L’ancien président Donald Trump a annoncé qu’il signerait lundi un nouveau décret visant à réduire le coût de certains médicaments. Une mesure qui relance un projet inabouti de son premier mandat, sur un sujet qu’il avait déjà défendu bien avant d’entrer à la Maison-Blanche.
La nouvelle initiative repose sur une idée simple : faire en sorte que les États-Unis ne paient pas plus que les autres pays développés.
« J’instaurerai une politique de la nation la plus favorisée, selon laquelle les États-Unis paieront le même prix que la nation qui paie le moins cher au monde », a-t-il déclaré dimanche sur ses réseaux sociaux, annonçant qu’il signerait le décret le lendemain à la Maison-Blanche.
Il promet ainsi des économies significatives sur les dépenses de santé, affirmant que « notre pays sera enfin traité équitablement, et les coûts de santé baisseront à des niveaux jamais vus ».
La mesure envisagée ciblerait uniquement certains traitements couverts par le programme Medicare, notamment ceux administrés en cabinet médical : perfusions anticancéreuses, médicaments injectables, etc.
Bien que les médicaments les plus prescrits en pharmacie ne soient pas concernés, les traitements visés représentent une part importante des dépenses publiques.
Trump évoque des « milliards de dollars » d’économies potentielles, bien que ce chiffre semble optimiste.
Medicare, le programme d’assurance santé pour les personnes âgées et handicapées, couvre environ 70 millions d’Américains.
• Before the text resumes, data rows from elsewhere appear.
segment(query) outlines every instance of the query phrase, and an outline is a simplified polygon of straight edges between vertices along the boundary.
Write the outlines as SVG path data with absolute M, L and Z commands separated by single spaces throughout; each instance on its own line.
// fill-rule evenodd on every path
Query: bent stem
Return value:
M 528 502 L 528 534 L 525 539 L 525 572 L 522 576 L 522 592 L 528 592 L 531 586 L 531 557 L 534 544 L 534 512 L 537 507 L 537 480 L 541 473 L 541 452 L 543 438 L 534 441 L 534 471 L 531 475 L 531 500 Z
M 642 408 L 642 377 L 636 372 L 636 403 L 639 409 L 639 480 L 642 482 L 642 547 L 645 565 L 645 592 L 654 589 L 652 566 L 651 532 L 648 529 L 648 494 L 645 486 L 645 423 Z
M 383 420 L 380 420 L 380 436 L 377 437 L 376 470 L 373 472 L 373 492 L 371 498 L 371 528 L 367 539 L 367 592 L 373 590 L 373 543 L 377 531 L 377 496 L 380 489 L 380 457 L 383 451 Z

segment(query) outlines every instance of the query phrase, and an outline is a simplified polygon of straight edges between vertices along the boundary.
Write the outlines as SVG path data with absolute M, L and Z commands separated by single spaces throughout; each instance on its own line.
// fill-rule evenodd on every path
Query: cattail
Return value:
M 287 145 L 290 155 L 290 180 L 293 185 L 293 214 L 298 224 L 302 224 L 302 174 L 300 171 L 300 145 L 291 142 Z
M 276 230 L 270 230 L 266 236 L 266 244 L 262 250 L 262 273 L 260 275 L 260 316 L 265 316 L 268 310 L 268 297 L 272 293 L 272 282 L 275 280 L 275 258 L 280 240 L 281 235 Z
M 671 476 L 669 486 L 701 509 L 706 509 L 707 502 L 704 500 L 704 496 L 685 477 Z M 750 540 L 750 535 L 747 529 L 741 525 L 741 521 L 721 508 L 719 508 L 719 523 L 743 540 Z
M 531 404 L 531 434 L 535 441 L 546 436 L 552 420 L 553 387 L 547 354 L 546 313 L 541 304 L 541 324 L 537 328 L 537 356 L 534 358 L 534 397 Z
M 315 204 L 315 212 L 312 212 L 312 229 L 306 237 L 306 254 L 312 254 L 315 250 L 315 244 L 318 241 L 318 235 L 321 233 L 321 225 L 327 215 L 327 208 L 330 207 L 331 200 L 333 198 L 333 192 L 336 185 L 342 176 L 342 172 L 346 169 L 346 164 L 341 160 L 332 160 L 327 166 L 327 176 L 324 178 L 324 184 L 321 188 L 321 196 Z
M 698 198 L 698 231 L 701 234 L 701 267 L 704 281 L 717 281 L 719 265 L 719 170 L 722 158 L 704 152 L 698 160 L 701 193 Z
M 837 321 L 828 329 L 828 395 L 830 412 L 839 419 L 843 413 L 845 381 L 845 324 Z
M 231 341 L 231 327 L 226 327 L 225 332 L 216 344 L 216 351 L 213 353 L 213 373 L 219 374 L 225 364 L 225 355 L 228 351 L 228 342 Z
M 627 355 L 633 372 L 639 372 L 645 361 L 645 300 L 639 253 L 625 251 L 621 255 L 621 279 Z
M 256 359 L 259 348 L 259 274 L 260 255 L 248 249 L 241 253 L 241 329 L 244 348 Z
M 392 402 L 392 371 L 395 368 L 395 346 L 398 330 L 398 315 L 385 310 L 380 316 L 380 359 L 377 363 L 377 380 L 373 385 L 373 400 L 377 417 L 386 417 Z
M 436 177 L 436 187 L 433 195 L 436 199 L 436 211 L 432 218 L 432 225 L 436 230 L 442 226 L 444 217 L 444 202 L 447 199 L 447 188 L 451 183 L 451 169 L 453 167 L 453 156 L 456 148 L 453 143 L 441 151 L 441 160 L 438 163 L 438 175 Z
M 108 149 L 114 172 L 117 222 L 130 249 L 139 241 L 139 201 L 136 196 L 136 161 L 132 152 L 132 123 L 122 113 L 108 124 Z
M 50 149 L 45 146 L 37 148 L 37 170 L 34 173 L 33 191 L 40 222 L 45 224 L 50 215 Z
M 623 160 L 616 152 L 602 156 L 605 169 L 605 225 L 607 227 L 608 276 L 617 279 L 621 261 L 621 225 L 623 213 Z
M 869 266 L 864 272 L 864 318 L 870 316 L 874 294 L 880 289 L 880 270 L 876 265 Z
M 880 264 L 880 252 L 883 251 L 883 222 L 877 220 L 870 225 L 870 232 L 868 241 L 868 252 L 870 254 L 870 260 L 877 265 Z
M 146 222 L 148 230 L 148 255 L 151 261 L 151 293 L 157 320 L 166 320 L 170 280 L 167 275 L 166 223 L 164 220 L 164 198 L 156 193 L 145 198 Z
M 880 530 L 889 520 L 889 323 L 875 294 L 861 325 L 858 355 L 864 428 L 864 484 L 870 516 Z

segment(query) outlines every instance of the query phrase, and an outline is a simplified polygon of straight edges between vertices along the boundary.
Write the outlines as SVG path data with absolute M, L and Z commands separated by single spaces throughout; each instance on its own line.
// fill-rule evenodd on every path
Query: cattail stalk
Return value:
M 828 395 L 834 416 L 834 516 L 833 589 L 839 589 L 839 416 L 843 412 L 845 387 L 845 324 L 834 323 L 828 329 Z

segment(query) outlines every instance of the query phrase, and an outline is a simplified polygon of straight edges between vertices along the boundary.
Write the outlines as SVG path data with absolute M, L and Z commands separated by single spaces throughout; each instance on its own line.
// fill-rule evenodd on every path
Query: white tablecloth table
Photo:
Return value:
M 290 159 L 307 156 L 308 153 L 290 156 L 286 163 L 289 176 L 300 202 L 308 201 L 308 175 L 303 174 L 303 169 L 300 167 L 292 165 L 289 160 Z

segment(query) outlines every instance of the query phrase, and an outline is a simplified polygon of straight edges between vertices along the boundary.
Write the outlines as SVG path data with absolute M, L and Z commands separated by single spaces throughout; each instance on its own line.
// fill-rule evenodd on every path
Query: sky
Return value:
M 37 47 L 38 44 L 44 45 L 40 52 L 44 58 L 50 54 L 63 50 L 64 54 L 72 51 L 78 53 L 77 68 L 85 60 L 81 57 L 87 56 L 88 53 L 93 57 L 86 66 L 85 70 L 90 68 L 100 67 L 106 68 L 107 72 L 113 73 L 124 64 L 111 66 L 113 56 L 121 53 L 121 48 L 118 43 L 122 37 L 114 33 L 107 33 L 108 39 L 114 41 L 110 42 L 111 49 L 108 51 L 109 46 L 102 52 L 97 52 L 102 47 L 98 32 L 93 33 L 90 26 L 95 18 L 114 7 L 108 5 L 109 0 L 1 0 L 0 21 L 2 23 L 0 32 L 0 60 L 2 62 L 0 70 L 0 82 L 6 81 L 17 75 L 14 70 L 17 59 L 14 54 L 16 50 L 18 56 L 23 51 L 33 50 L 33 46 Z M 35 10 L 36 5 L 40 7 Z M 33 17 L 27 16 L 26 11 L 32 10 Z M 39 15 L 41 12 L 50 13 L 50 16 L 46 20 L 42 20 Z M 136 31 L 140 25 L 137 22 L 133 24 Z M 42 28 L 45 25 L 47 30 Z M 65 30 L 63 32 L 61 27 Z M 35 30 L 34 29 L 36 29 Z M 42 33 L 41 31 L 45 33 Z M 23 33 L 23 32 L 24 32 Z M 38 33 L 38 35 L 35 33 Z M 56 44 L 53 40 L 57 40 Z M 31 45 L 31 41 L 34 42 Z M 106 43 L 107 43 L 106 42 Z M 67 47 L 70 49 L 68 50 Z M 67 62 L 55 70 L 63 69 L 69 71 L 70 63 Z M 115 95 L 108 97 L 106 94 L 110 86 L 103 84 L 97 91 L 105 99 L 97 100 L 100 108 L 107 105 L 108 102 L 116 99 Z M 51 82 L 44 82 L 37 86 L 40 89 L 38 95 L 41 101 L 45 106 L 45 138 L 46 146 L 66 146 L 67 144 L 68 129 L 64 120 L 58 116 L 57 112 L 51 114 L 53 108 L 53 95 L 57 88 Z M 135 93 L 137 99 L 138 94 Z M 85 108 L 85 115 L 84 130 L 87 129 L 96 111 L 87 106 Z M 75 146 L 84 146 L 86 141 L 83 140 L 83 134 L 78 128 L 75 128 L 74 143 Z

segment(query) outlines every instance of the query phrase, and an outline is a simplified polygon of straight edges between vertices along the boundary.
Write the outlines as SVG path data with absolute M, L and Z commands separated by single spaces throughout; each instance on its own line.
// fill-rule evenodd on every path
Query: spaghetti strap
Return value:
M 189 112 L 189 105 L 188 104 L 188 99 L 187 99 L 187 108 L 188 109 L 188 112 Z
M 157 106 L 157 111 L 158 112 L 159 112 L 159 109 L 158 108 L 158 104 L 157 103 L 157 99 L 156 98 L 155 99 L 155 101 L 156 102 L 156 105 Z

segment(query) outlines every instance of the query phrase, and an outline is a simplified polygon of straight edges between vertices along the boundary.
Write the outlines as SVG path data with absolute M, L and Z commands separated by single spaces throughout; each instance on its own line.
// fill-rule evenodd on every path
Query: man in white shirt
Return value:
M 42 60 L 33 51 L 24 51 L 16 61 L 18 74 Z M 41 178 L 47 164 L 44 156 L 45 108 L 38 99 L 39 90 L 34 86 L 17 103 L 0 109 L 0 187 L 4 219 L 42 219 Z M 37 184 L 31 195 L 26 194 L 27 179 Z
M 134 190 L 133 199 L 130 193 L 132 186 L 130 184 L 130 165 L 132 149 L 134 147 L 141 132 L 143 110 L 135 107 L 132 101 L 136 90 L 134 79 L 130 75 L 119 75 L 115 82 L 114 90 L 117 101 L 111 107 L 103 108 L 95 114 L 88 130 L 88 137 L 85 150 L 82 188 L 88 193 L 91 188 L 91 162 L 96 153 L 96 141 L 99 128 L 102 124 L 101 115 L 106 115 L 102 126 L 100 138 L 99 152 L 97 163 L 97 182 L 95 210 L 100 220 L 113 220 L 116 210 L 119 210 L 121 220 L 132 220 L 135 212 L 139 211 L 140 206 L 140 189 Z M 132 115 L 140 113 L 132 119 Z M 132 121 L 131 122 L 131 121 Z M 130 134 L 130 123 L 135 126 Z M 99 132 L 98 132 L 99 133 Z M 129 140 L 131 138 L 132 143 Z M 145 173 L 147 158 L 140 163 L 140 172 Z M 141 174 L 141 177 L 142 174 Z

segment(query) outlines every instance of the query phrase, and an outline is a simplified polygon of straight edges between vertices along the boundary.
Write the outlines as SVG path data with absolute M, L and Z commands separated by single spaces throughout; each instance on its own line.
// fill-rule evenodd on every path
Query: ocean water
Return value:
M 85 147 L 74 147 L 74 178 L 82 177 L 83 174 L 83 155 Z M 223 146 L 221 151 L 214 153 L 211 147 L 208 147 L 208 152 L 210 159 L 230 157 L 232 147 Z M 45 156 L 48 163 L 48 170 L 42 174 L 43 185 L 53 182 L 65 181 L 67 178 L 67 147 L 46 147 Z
Le coût élevé des médicaments y est un problème récurrent, dénoncé par les deux partis depuis des années, sans qu’une réforme majeure n’ait encore abouti.
La mesure devrait à nouveau se heurter à la résistance de l’industrie pharmaceutique, déjà très critique en 2020 lors d’une première tentative similaire.
À l’époque, l’industrie estimait que lier les prix américains à ceux pratiqués à l’étranger donnerait un « avantage » aux autres pays, tout en mettant en péril les investissements dans la recherche et le développement de nouveaux traitements.
Un décret similaire, signé par Donald Trump dans les dernières semaines de sa présidence, avait été bloqué par la justice sous l’administration Biden. Mais l’idée reste populaire dans l’opinion, face à des prix jugés excessifs aux États-Unis, souvent deux fois plus élevés que dans d’autres grandes économies, selon un rapport publié sous Trump.